The simple solution is to fir a quadratic model of the form
y = a1*(x - 21.1) + a2*(x - 21.1)^2
So with effectively no constant term. What happens when x == 21.1? WE GET ZERO! See how nicely it works? Yes, it is true, that IF you expand it out there would be a constant term. And that is why you use this form for the model.
That quadratic model is not difficult to fit, either.

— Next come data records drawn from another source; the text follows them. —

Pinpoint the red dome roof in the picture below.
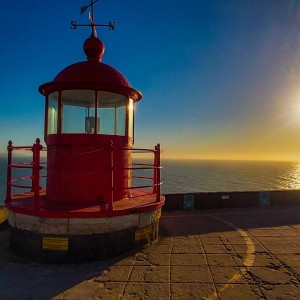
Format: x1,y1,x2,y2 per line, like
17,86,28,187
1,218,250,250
39,36,142,101
53,60,130,87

a12 = [x - 21.1,(x-21.1).^2]\y;
a1 = a12(1)
a1 =
-0.126909925659631
a2 = a12(2)
a2 =
0.000863233648946335
The model is simple to evaluate.
ypred = a1*(x - 21.1) + a2*(x-21.1).^2
ypred =
2.36014299087048
0
-1.8786485261612
-3.26886936348561
As you can see, it passes EXACTLY through the point (21.1,0).
Could we have gotten this in the form of a 2 parameter model, so with 3 coefficients? Well yes. That would take slightly more effort, but still quit doable.
Perhaps simplest, if we wanted to find the 3 parameter quadratic that has the indicated behavior from a1 and a2, we could just expand the polynomial. Pencil and paper will suffice. Thus is we have this function:
a1*(x - 21.1) + a2*(x-21.1).^2
then in the form
b0 + b1*x + b2*x.^2
We would have
b2 = a2
b1 = a1 - 42.2*a2
b0 = 445.21*a2 - 21.1*a1
Again, if we use this to predict the value for the vector x, we see:
b0 + b1*x + b2*x.^2
ans =
2.36014299087048
-6.10622663543836e-16
-1.8786485261612
-3.26886936348562
The second element of that vector is non-zero, but only by an amount that corresponds to floating point crap in the last significant bits of the number. 6e-16 is effectively zero here.